Alchemist: He’s usually a one-take guy I’m not going to lie. When I think back, most of the time we keep his first take. And then sometimes he’ll just go in, but if he got to keep knocking away, he’ll record three versions of it and then he’ll probably even cut you. Usually, from my recollection…I see him going over his shit a lot. Even if he writes it on the spot, by the time he goes to the mic, he got a real idea of what he’s trying to do. So it’s not going to take [a long time to record]. And then sometimes I’ve seen him go in there and shift shit on the spot. There’s some songs on the album like “Mac Deuce” [where] I still don’t understand how he made the words connect.

It is like some tricky writing he did where I think some of it, you’ll have to ask him, I think he knows what he’s going to do, but then sometimes he’ll make that executive audible magic that is like, “How did you write that?”

Earl: Yeah. Those will be the exercises where it’ll be like, all right, I’ll know while I’m sitting there writing it that maybe the thing that I want to do I don’t know 100%, but I’ll be there and I’ll try it. That’s why I’ll be sitting there because I’ll be trying it over and over again trying to get it on the one spot.
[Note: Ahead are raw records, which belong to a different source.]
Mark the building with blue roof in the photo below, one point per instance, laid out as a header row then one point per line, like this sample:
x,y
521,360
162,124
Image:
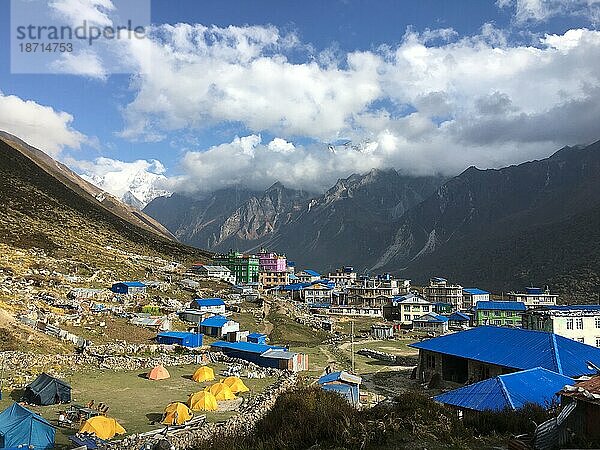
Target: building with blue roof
x,y
484,352
431,322
578,322
218,326
458,320
406,308
473,295
212,305
500,313
183,338
257,338
534,297
343,383
263,355
307,276
129,288
21,428
512,391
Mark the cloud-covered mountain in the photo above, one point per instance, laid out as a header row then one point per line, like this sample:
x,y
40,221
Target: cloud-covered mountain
x,y
350,223
537,222
136,183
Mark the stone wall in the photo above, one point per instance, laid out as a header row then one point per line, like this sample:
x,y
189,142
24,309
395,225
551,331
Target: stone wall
x,y
243,423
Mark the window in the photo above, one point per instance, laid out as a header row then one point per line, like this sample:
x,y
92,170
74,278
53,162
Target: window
x,y
430,361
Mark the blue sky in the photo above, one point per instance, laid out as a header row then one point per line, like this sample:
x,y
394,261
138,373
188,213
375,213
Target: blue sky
x,y
254,91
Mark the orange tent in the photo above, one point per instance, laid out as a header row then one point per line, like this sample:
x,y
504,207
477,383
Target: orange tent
x,y
203,373
159,373
221,392
176,414
202,401
235,384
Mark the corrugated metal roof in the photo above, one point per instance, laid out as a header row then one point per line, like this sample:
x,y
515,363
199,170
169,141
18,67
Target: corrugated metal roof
x,y
431,318
517,348
340,376
571,308
208,302
278,354
458,317
511,391
312,273
501,306
214,321
249,347
475,291
132,283
177,334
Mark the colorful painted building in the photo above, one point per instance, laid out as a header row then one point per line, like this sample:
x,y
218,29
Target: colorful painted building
x,y
500,313
243,267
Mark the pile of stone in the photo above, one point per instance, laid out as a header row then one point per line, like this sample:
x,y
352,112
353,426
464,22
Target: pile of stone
x,y
241,424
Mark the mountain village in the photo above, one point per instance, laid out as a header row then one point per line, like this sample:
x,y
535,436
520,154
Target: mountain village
x,y
242,328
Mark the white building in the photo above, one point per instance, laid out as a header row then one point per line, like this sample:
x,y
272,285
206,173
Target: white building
x,y
342,277
407,308
439,291
317,293
473,295
213,272
307,276
209,305
578,322
533,297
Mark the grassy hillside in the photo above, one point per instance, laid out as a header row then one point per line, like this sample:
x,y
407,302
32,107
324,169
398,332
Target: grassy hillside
x,y
37,210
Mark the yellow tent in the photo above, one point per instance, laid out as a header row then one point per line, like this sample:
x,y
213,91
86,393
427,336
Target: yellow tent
x,y
235,384
220,391
176,414
158,373
103,427
204,373
202,401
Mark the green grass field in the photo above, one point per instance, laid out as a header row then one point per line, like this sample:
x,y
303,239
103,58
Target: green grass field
x,y
133,400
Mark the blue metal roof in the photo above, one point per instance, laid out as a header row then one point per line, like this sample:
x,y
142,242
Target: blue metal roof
x,y
132,283
502,306
571,308
214,321
249,347
312,273
517,348
511,391
295,286
257,335
475,291
208,302
176,334
342,376
458,317
431,318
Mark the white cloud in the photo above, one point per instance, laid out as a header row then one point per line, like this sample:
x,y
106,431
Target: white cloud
x,y
144,179
38,125
85,63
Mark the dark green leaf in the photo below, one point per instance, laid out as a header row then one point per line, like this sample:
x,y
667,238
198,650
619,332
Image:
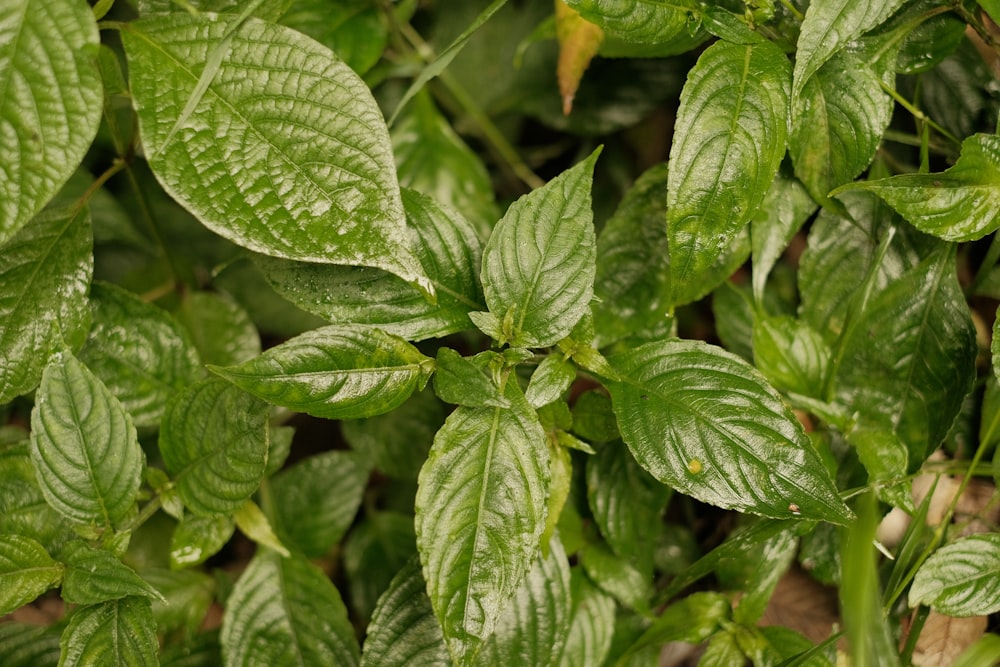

So then I’ll finally… That’s why I just wait until it’s hot. I wait until I have it and it feels like I could take it and then it’s having to pee or throw up. “All right. I got it. I got to get it right now.”

Alchemist: But it’s crazy because he experiments with the placement and the rhythm and the timing, but he’s a writer first. His words come first. That’s why he can always put his shit on paper and it’s so profound. He really is a writer. I rarely see him change the words. It’s really the pockets and the tone. He’s writing what he wants to say and he finds a way with the other shit.

Earl, I saw that you tweeted recently about eager fans who were ignoring the reality that you’ve actually had a lot of output over the past couple of years. I was wondering how much, if any, of that recent output was about the fan feedback versus just your own desire to create?
Earl: It’s definitely my desire to create. I literally don’t even know what else to do. That was more a response to me at a certain point just throwing my hands up at a nigga talking about when are you going to drop? It is like, “All right, nigga.” It just seems disingenuous [and] I’m frustrated when [I] just dropped some shit.

Alchemist, you dropped Faith Is A Rock with MIKE and Wiki. I was just wondering if you could speak to the impetus to create that and how you’re feeling about it being out in the world?
Earl: We connected last year with our homies Patta, a clothing brand from Amsterdam. And we did three songs to go with a little capsule they did and they were part of the campaign. We basically made more songs than we could use for that. So even back then it was like, “Yo, let’s just continue and make a little project.” And I think both of them are extremely dope artists. Wiki has been in this shit 10 now. He’s damn near a fucking legend. So it was easy to do and it was fun. Those are the types of projects I like doing. It’s like another batch of dope New York shit that’s happening in real time. And they’re all extended family with all of us. We got the tour coming, MIKE’s opening. So it’s all extended family.

So like you said, you have the album coming on DSPs, the tour coming. Is there anything else that you’re going to be releasing or putting out to help promote the album or-
Earl: Just vibing, man? Visuals.

Alchemist: We got videos coming for sure. We have videos, we got merchandise.